On est d’abord frappé de voir notées gratuitement, si l’on
peut dire, c’est-à -dire sans cause et sans conséquence, le long
de ce mouvement de pensées, d’émotions et d’images, les sensations
périphériques qui le plus souvent ne sont même pas réa-
lisées, dont parfois la conscience prend acte, et qu’elle s’incorpore
machinalement. Virginia Woolf les utilise habilement
pour faire une sorte de synthèse des deux mondes. Au milieu
d’une phrase qui forme une unité inséparable dans le déroulement
des images intérieures, elle place, elle intercale une notation
très brève de sensation, une impression d’objet au-dessus
de laquelle les deux fragments se rejoignent—mais s’en
trouvent tout colorés; en sorte que pour un moment nous avons
l’impression d’une adhérence, d’une diversion du rythme,
comme lorsqu’une goutte d’eau le long de la vitre rencontre
un grain de poussière. Mais la vie intérieure se poursuit selon
ses rythmes et sa fluidité, jusqu’à ce qu’elle rencontre à nouveau
le monde des objets. A mesure que ces contacts se répètent,
notre mémoire les rejoint en une sorte de continuité
et c’est ainsi qu’avec des moyens très simples Virginia Woolf,
nous fait sentir la permanence parallèle des deux mondes, leurs
très différentes continuités—si différentes qu’elles ne peuvent
pas vraiment se mêler; et qu’elle ne laisse jamais notre attention
se détacher de l’un ou de l’autre, ou de leur contact.

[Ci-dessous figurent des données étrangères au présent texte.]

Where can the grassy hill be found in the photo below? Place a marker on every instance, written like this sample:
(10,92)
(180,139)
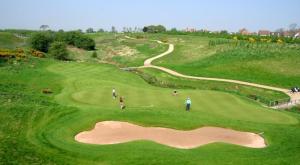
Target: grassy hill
(266,63)
(10,41)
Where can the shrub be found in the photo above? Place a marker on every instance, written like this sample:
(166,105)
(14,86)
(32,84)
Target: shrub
(85,43)
(17,53)
(37,53)
(154,29)
(94,55)
(41,41)
(59,50)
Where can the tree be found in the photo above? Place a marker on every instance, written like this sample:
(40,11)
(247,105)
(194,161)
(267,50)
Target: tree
(293,27)
(100,30)
(58,50)
(173,30)
(154,29)
(94,55)
(44,27)
(85,42)
(145,29)
(41,41)
(90,30)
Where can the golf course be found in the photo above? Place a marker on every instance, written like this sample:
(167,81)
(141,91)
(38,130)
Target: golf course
(77,120)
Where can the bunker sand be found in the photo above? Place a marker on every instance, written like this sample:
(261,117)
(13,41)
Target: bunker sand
(114,132)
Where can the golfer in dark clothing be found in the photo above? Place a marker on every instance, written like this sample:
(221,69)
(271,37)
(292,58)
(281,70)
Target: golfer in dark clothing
(122,104)
(188,104)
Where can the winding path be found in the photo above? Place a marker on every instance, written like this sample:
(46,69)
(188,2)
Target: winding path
(294,97)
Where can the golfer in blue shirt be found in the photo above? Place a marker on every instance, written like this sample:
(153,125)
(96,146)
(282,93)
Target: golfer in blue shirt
(188,104)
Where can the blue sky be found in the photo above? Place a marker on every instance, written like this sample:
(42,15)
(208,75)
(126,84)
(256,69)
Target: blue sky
(212,14)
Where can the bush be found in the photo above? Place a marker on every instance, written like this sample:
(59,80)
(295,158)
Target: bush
(17,53)
(154,29)
(85,43)
(59,50)
(41,41)
(36,53)
(94,55)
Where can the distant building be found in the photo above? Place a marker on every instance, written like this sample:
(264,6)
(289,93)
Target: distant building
(264,33)
(287,34)
(244,31)
(191,30)
(277,34)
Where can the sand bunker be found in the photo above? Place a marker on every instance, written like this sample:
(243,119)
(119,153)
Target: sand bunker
(113,132)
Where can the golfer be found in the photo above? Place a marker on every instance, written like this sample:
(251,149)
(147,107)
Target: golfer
(188,103)
(122,104)
(175,92)
(114,93)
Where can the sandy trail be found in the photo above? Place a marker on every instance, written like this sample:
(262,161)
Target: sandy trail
(113,132)
(295,97)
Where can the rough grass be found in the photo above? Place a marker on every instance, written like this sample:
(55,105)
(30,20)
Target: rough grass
(125,52)
(270,64)
(39,129)
(162,79)
(11,41)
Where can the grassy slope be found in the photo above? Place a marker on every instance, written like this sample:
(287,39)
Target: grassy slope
(272,65)
(162,79)
(119,50)
(10,41)
(35,129)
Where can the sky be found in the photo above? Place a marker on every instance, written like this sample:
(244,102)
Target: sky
(230,15)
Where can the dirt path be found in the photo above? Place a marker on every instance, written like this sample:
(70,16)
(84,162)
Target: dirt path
(114,132)
(295,98)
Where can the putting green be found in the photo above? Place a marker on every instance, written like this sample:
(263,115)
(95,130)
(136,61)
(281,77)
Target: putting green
(89,86)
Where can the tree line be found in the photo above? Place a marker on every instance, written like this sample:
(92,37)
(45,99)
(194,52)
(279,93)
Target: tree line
(55,43)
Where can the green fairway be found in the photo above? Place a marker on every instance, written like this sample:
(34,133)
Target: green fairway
(44,126)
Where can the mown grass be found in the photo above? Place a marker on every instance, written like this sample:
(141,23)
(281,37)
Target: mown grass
(265,63)
(158,78)
(39,129)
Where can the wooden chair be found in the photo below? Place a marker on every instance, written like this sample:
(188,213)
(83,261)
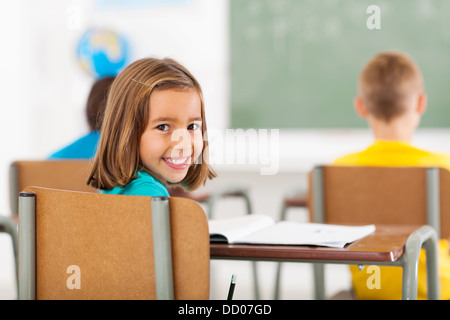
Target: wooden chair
(76,245)
(379,195)
(60,174)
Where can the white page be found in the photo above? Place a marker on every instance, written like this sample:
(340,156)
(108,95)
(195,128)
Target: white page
(293,233)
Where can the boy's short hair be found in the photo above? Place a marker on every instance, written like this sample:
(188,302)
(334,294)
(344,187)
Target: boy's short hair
(387,82)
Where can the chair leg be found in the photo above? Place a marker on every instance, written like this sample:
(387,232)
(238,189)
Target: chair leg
(9,226)
(319,281)
(278,272)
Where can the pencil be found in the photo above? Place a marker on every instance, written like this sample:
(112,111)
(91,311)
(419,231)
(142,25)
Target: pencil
(232,285)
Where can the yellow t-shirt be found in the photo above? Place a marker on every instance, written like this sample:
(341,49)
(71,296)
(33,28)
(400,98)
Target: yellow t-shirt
(397,153)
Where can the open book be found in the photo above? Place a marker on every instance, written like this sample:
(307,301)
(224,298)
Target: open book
(262,229)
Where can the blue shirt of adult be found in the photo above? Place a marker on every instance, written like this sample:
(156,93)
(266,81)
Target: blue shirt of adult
(83,148)
(143,185)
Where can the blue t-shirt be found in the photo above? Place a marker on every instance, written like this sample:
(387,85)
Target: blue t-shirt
(143,185)
(83,148)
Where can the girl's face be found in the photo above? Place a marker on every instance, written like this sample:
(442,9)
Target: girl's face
(173,138)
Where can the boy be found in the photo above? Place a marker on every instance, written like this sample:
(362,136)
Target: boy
(391,97)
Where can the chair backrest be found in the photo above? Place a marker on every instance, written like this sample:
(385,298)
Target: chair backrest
(56,174)
(107,242)
(381,195)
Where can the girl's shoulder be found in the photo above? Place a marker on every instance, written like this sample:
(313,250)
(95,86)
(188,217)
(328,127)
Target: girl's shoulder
(143,185)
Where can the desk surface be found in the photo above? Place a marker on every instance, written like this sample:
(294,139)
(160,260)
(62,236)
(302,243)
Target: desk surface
(386,244)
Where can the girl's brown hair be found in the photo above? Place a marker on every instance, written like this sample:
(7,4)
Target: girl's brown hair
(126,117)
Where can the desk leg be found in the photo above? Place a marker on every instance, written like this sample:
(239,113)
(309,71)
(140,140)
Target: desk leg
(319,281)
(426,237)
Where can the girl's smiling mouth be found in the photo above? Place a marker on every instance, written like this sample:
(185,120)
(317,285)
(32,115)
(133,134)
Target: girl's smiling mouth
(177,163)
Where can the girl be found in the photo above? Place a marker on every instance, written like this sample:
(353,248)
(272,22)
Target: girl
(153,132)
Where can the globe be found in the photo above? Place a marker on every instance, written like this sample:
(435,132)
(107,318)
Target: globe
(102,52)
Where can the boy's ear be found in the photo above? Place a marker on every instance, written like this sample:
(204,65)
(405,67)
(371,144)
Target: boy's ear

Voici par exemple une série de citations: une jeune fille
s’assied sur le gazon <<examinant de son pinceau une petite
colonie de plantains >> (p. 297).
<<… Et il était là , maigre, rouge et rauque, prêchant la fraternité
sur son estrade (il y avait des fourmis qui couraient parmi
les plantains qu’elle dérangeait de son pinceau, des fourmis
rouges, actives, qui ressemblaient assez à Charles Tansley)…
(p. 302).
…Lily se rendait bien compte qu’elle se faisait de lui une
idée grotesque, remuant les plantains de son pinceau. La moitié
des idées qu’on se faisait d’autrui étaient, somme toute,
grotesques. (p.303).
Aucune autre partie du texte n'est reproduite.